Posted on: 2019/10/18, by : admin
La Commissione aveva anche proposto una forte riduzione dei fondi per la Coesione, considerata una politica vecchia, a favore di altre iniziative più recenti. Per il Parlamento invece serviva un bilancio pluriennale nettamente superiore a quello proposto dall’esecutivo (1,3% del Pil europeo, contro l’1,14) in modo da finanziare le nuove esigenze con nuove risorse. Su questo il confronto con il Consiglio non era neppure iniziato perché i governi avevano deciso di rinviare a ottobre il negoziato sul bilancio europeo dei prossimi sette anni. Negoziato che è in effetti iniziato pochi giorni fa su proposte dei governi di estrema modestia: i nordici propongono infatti di non superare l’1% del Pil (cioè di non aumentare per nulla la dotazione finanziaria dell’Unione, malgrado le nuove competenze che ad essa si vogliono attribuire o lo sono già state, come ad esempio la cooperazione strutturata per la difesa comune, la lotta al cambiamento climatico e il green new deal, lo sviluppo digitale dell’economia europea, oltre a quella di una gestione comune delle politiche di asilo, di protezione delle frontiere e di aiuto allo sviluppo dell’Africa.

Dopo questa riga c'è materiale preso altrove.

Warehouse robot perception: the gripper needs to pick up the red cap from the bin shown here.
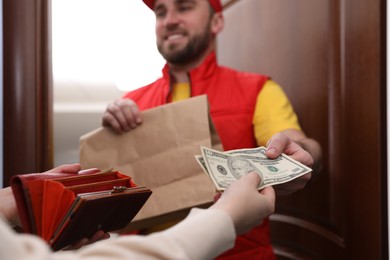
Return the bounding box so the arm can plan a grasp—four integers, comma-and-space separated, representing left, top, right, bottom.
142, 0, 222, 13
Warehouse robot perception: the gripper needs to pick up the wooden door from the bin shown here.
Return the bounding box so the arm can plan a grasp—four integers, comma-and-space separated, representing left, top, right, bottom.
217, 0, 387, 259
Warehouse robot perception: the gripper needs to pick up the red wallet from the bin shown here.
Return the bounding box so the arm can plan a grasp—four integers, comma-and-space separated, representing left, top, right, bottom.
11, 171, 152, 250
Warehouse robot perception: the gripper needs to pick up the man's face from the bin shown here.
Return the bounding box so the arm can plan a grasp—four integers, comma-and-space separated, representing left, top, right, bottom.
232, 160, 253, 178
154, 0, 213, 65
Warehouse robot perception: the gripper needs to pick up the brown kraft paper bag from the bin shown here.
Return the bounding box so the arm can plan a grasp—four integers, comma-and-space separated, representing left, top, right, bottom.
80, 95, 222, 232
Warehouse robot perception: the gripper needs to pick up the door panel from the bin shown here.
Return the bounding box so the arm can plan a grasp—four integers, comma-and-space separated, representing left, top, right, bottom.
217, 0, 387, 259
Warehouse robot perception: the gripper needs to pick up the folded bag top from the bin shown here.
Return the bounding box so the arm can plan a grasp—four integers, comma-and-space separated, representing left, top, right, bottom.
11, 171, 152, 250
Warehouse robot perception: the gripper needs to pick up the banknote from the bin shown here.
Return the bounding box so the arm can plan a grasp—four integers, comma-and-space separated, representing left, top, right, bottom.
195, 146, 312, 190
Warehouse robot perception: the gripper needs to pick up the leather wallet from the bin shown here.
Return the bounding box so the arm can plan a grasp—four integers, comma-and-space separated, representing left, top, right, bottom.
11, 171, 152, 250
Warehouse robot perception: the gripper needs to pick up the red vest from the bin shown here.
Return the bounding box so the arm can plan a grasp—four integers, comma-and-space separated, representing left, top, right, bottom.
124, 52, 275, 259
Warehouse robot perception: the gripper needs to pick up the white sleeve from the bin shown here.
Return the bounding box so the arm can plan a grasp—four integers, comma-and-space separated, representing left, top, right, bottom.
0, 209, 236, 260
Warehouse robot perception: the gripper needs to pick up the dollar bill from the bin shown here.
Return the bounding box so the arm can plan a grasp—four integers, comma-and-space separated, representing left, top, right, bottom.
195, 146, 312, 191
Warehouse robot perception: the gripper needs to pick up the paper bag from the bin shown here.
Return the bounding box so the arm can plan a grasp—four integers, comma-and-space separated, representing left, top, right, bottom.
80, 95, 222, 231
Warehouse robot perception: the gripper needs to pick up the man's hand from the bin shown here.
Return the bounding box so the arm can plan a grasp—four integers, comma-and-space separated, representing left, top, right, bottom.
102, 99, 142, 134
211, 172, 275, 234
265, 130, 321, 195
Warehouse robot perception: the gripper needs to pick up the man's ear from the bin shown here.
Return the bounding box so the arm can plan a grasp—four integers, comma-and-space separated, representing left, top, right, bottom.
211, 12, 224, 35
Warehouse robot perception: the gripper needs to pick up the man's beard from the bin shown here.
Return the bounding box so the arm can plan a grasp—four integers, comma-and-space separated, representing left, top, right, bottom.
157, 23, 211, 65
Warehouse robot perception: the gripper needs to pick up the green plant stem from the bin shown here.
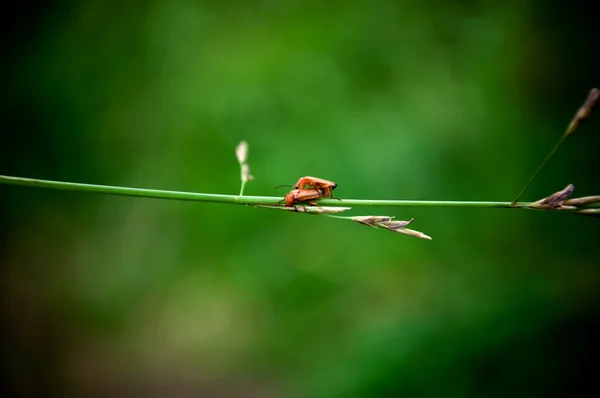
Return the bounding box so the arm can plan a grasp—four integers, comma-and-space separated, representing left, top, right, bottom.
512, 134, 567, 204
0, 175, 595, 208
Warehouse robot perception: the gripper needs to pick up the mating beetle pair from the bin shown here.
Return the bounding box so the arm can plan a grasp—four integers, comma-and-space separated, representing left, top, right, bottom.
280, 176, 337, 207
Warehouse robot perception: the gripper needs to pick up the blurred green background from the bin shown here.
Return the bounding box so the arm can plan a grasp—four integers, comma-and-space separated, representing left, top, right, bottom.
0, 0, 600, 398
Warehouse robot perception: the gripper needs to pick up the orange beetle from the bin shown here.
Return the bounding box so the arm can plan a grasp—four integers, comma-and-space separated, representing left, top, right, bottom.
282, 189, 323, 207
294, 176, 337, 198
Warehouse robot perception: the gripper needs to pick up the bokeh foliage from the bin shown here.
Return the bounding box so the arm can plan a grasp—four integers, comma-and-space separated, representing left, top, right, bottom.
0, 0, 600, 397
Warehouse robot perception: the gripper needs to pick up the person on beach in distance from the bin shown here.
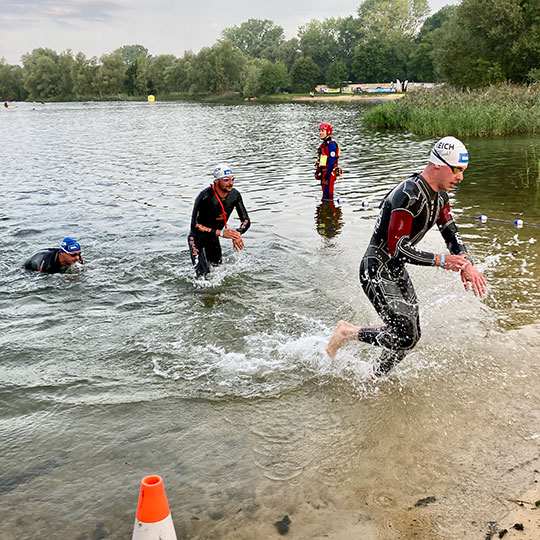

Senza risorse, in particolare senza risorse proprie che possano derivare da imposte su fenomeni a carattere transnazionale su cui poco o nulla possono i governi, sarà impossibile rispondere alle tante domande di intervento, così i giornali potranno continuare a titolare: Ma che cosa fa l’Europa?, sui temi più diversi dimenticando che, senza competenze e risorse e con i governi in continua rissa fra di loro, il declino irreversibile del nostro continente non potrà che continuare. Di questa tirchieria degli Stati, che invece pretendono di continuare ad aumentare le proprie spese in deficit, con risultati scarsissimi per lo sviluppo dei propri paesi, rischiano di fare le spese le due Politiche storiche dell’Unione, quella agricola, che ha salvato e rilanciato l’agricoltura nel nostro continente ma che oggi dovrebbe contare sulle risorse necessarie a una decisa svolta ecologica, e quella di sviluppo regionale, considerata l’unica politica di sviluppo di successo al mondo. Forse perché ha usato, senza sapere che sarebbero state oggetto persino di un premio Nobel per l’economia, non delle politiche teoriche ma delle politiche sperimentali, basate sul confronto delle migliori pratiche e dei migliori risultati. E che è la politica che dovrebbe sostenere concretamente lo sforzo dei territori verso il new deal ecologico. Poiché tuttavia PAC e Politica regionale sono considerate politiche del passato il rischio, contenuto anche nella proposta della Commissione, è che si cerchino al loro interno quelle risorse per le nuove politiche che mancherebbero senza fondi aggiuntivi.
Eppure nella nuova programmazione ci sono molte novità interessanti, particolarmente in quella approvata dal Parlamento europeo. Una per tutte, oltre naturalmente alla svolta ecologica, la possibilità di tagliare i fondi a quei paesi che non rispettano le regole democratiche o che non danno applicazione agli accordi comuni. Regola che il nostro paese ha chiesto a gran voce. Aspettiamo di sapere quale sarà la posizione del nostro governo su queste fondamentali sfide europee per i prossimi anni.